Abhimanyu Mithun (born 25 October 1989) is an Indian former cricketer. A right-arm fast-medium bowler, Mithun was called up to the India squad for the first Test against South Africa in 2009–10, only ten weeks after making his first-class debut. He has also played in the IPL for Royal Challengers Bangalore. In November 2019, he became the first bowler to take a hat-trick in all three domestic formats of top-level cricket in India. In first class cricket, he played for Karnataka. He retired from all formats of the game in October 2021.

==Playing career==

As a teenager, Mithun was a [Javelin] thrower, competing at state-level. Despite training at his father's gym throughout his teens, he failed to progress with his discus throwing, and a friend suggested that he join a cricket camp. Until the age of 17, he hadn't bowled with a leather ball.

Royal Challengers Bangalore's head coach Ray Jennings eulogised about him, describing him as an "express bowler", but he had a quiet IPL. His first-class debut reinvigorated the potential; he claimed six wickets in the first innings, followed by five wickets in the second, including a hat-trick. During the ensuing season, he displayed his credentials, claiming another five-wicket haul, and taking 47 wickets to finish as the highest wicket-taker in the 2009–10 Ranji Trophy.

His call-up to the India national cricket team to replace the injured Sreesanth came little more than ten weeks after his first-class debut, but his Karnataka coach Sanath Kumar was not surprised; "From day one we knew he had the potential, he has the pace, bowling around 140 km/h, and he has performed in every game, whether it is junior cricket or first-class cricket.

He made his debut in One Day Internationals in the third and final one day match against South Africa in the 2010 season.
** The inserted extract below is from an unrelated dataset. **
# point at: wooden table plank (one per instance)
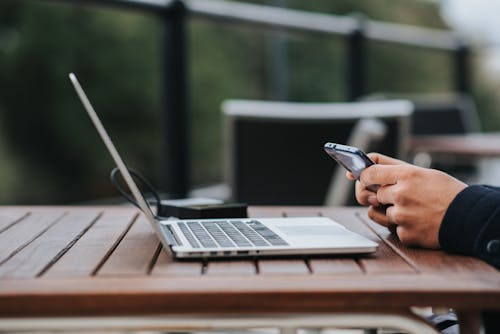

His Test debut was against Sri Lanka on 18 July 2010, at Galle, in which he claimed four wickets. He batted at No. 11 in the first innings, but after looking more solid than his fellow bowlers, he was promoted to No. 9 in the second innings and scored 25.

However, he was not provided further opportunities in the Indian squad. In the 2015 Indian Premiere League, it was announced that he would be playing for Mumbai Indians as a good death bowler.

In July 2018, he was named in the squad for India Red for the 2018–19 Duleep Trophy. In October 2019, in the final of the 2019–20 Vijay Hazare Trophy, he took a hat-trick, with Karnataka going on to win the match. In November 2019, in the first semi-final of the 2019–20 Syed Mushtaq Ali Trophy, between Haryana and Karnataka, he took five wickets in one over, including a hat-trick.

On 7 October 2021, Mithun retired from first-class cricket.

== Personal life ==

Abhimanyu Mithun married Rayane, the daughter of actress Radhika Sarathkumar on 28 August 2016. Their wedding was attended by the cricket and politics fraternity. They had a son on 7 June 2018 who they named Tarak and a girl on 18 March 2020, who they named Radhya derived from his wife's mother's name.